Adding 210 to 199 over and over again, you get 8 more primes that can be arranged together into a 3x3 magic square:
1669 199 1249
619 1039 1459
829 1879 409
Is there any other pairs of numbers such as (210, 199) in the example above?
I asked this question to myself out of sheer curiosity, but couldn't find the right approach to answer it.
Any arithmetic progression of length $n^2$, $n \geq 3$ can be arranged into a magic square (because multiplying all the numbers in a magic square by a constant, or adding a different constant, doesn't affect the magicness of the square, and there are magic squares on $\{1, \dots, n^2\}$ for $n \geq 3$).

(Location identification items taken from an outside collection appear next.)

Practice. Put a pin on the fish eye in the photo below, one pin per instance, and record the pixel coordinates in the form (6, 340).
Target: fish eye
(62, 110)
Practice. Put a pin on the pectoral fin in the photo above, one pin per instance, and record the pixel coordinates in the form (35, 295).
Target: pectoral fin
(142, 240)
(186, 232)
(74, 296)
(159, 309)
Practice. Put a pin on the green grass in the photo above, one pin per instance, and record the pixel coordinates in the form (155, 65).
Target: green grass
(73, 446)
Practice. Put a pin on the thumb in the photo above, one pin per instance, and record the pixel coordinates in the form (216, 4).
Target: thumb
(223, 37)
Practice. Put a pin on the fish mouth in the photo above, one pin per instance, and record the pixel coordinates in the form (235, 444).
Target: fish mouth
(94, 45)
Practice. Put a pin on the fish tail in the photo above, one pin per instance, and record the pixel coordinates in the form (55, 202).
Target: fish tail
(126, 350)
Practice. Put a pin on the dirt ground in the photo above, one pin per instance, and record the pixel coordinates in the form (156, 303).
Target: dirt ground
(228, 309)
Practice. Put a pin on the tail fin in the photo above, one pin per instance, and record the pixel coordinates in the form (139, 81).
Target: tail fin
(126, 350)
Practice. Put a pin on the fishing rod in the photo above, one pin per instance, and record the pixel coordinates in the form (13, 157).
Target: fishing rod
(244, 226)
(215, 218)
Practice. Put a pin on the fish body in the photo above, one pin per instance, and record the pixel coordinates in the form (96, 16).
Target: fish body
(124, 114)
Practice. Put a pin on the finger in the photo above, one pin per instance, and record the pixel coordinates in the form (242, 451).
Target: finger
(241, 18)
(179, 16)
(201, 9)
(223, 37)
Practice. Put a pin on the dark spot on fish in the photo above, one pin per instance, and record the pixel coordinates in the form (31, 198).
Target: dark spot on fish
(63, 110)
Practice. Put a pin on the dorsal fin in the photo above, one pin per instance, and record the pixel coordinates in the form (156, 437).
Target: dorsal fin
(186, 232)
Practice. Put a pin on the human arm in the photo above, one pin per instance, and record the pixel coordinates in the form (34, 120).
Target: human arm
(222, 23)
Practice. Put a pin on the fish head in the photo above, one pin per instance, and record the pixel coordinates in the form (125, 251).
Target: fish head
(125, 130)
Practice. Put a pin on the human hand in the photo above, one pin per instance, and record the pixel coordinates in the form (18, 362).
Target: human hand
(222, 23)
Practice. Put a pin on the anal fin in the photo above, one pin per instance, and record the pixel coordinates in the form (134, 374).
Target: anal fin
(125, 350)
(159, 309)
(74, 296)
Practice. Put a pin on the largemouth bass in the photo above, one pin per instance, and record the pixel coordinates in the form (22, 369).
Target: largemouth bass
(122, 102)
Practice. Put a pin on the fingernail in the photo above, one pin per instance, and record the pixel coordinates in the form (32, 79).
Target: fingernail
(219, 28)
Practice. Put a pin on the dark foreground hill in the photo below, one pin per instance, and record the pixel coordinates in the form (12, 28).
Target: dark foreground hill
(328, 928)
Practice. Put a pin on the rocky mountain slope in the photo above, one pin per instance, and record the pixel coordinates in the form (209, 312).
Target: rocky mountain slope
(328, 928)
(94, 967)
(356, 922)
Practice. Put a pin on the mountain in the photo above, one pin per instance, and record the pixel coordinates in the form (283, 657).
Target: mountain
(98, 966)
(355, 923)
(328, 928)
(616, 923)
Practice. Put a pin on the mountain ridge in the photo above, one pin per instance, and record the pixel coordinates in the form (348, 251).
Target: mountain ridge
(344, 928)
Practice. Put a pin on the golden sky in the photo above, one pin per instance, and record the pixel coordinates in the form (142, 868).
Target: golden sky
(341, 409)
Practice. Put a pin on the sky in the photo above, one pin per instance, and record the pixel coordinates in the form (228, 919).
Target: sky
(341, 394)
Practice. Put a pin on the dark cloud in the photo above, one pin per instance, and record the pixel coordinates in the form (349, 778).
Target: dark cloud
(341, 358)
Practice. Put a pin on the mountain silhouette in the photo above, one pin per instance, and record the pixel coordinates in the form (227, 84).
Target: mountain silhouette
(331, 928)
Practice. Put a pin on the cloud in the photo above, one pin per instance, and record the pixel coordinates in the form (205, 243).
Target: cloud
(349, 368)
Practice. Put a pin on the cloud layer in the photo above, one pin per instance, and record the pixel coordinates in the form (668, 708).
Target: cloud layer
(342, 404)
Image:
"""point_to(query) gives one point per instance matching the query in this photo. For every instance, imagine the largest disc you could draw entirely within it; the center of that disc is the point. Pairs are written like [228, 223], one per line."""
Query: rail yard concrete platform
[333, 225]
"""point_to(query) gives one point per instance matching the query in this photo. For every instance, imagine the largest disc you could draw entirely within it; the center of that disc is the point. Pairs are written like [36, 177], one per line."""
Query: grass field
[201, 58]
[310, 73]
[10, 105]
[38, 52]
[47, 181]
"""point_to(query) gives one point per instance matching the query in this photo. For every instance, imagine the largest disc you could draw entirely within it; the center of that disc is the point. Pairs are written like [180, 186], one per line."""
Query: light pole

The Green-Tao theorem tells us that we can find arbitrarily long arithmetic progressions consisting solely of primes. It follows that there are infinitely many arithmetic progressions of any particular length you like. So you can find infinitely many magic squares consisting of primes in arithmetic progression.
For example, the Wikipedia page I linked to notes that the numbers $468,395,662,504,823 + 205,619 · 223,092,870 · n$ are prime for $0 \leq n \leq 23$. So you could take the first nine of those numbers (or the second through tenth, and so on) and arrange them in a magic square of size $3$, just as you did with the arithmetic progression starting at $199$.